Yes, that's what we decided to do a long time ago... see policy based
merge approach in the mailing lists.
But the point of *this* discussion is not data reconciliation after a
merge, but how to *avoid* that reconciliation by making conflicting
minority partitions read only, such that a merge always transfers data
from the primary partition to the minority partitions.
This is not as easy as it sounds though; Dan mentioned the case where
the primary partition is not the owner of a given key K. In this case,
we cannot simply swipe the minority partition. Even worse, if K is
created and modified in the primary partition, we have to reconcile K's
value between the primary and minority partitions...

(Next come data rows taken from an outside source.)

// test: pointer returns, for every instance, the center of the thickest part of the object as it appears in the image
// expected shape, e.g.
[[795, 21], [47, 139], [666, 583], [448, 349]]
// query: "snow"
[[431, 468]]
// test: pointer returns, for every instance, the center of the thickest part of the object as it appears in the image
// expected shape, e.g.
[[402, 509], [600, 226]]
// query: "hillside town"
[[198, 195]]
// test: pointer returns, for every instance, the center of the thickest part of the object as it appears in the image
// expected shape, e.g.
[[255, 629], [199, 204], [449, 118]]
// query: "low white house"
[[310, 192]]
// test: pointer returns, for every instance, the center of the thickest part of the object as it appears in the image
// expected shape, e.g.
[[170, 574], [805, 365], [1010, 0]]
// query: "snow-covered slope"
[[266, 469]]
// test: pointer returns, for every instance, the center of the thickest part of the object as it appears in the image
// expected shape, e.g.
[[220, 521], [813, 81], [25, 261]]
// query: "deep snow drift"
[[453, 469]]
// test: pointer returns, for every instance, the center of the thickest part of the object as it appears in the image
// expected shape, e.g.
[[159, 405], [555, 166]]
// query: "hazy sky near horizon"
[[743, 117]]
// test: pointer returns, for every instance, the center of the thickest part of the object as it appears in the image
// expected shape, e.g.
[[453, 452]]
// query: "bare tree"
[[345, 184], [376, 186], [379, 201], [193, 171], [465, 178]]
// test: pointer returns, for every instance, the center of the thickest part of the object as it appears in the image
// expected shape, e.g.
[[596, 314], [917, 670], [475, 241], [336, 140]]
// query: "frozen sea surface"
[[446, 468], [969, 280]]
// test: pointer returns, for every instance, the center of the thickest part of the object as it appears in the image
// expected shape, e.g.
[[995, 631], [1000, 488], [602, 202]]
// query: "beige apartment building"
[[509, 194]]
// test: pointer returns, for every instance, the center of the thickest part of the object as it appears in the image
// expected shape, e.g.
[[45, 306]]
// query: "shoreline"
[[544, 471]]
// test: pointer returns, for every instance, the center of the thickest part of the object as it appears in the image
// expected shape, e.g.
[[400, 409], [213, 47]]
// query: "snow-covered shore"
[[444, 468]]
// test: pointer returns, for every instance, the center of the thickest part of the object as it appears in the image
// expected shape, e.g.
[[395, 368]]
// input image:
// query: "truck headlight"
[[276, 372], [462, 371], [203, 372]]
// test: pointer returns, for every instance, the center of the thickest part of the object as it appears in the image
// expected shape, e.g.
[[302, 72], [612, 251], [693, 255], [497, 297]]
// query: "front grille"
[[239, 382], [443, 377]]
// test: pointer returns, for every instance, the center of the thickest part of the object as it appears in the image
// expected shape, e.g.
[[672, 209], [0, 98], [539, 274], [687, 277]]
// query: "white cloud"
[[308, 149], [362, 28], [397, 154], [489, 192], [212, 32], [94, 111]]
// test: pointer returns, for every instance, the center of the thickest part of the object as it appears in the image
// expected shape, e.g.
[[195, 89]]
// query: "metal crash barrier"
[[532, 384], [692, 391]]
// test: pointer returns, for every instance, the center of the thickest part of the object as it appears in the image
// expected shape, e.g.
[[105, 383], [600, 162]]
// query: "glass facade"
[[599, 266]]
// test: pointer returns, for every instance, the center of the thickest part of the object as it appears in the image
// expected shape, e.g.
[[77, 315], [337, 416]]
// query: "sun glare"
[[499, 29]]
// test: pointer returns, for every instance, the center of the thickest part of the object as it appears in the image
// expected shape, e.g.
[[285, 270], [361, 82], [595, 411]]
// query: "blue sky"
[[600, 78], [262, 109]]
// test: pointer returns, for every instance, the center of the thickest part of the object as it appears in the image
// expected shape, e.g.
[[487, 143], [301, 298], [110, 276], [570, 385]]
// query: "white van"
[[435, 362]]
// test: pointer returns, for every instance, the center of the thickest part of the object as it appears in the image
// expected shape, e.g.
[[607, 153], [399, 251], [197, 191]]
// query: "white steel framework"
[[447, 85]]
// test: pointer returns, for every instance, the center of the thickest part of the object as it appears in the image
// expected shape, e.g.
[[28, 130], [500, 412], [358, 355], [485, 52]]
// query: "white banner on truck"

Again, this could be dealt with by simply creating a new value for K in
the primary partition, when K is accessed, and overwriting K's value
from the minority partition on a merge.
Not nice, but the effect is the same as if all current owners of K
crashed at the same time, and a partition could be seen as a *mass
crash* of some sorts... :-)
On 4/19/13 12:42 PM, Pedro Ruivo wrote:
After think a bit about it, we can conclude that the behaviour when
we
have partition totally depends on the application.
So, why not create an generic interface (like, execute(Operation, Key,
isPrimaryPartition)) that is invoked when a partition occurs?
Maybe I'm losing the focus of the first email, but this way the
application can choose what it is better for it. For example, if the
application does not care about consistency, it can allow all partitions
to read and write. On other hand, if the application is more restrict,
it can allow only one partition to read and write and the others
partitions reject all the operations.